Fàilte! (Welcome!)

Fàilte! (Welcome!)
This blog is the result of my ongoing research into the people, places and events that have shaped the Western Isles of Scotland and, in particular, the 'Siamese-twins' of Harris and Lewis.
My interest stems from the fact that my Grandfather was a Stornowegian and, until about four years ago, that was the sum total of my knowledge, both of him and of the land of his birth.
I cannot guarantee the accuracy of everything that I have written (not least because parts are, perhaps, pioneering) but I have done my best to check for any errors.
My family mainly lived along the shore of the Sound of Harris, from An-t-Ob and Srannda to Roghadal, but one family 'moved' to Direcleit in the Baighs...

©Copyright 2011 Peter Kerr All rights reserved

Thursday, 28 October 2010

Burial at Sea in the 19thC

In connection with my quest to discover where my ancestor Malcolm Kerr (1822-1898) might have been laid to rest I contacted the  National Maritime Museum in Greenwich to see what is known regarding the rules & regulations for burials at sea pertaining at the time.

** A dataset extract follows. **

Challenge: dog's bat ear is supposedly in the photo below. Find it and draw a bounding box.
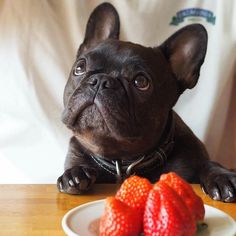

The Births and Deaths Act, 1836 (which set up the system of civil registration in England and Wales), the Registration of Births and Deaths Act, 1874 and the Merchant Shipping Act, 1894 gave instructions to Captains on how to register the actual death, but contained absolutely nothing dealing with the circumstances, such as the minimum depth of water or distance from the shore, under which such a burial could be undertaken.

My initial astonishment at the lack of any such legislation existing at that time has been tempered somewhat by the reflection that many souls were lost overboard (or in wrecks) close to land and yet their bodies were never given-up by the sea.
With that knowledge and experience perhaps it was felt unnecessary to specify a depth of water or a distance from the shore? It would appear to have been a matter of discretion as to whether to perform a burial at sea or to take the body ashore for burial, just so long as the actual death aboard the vessel was correctly recorded.

It also means that, whilst not proven, Malcolm could indeed have been buried at the spot where he died in the Horseshoe Bay of the Sound of Kerrera...

Note: I am extremely grateful to the Information Assistant at the Museum's Library for his diligent research into this topic.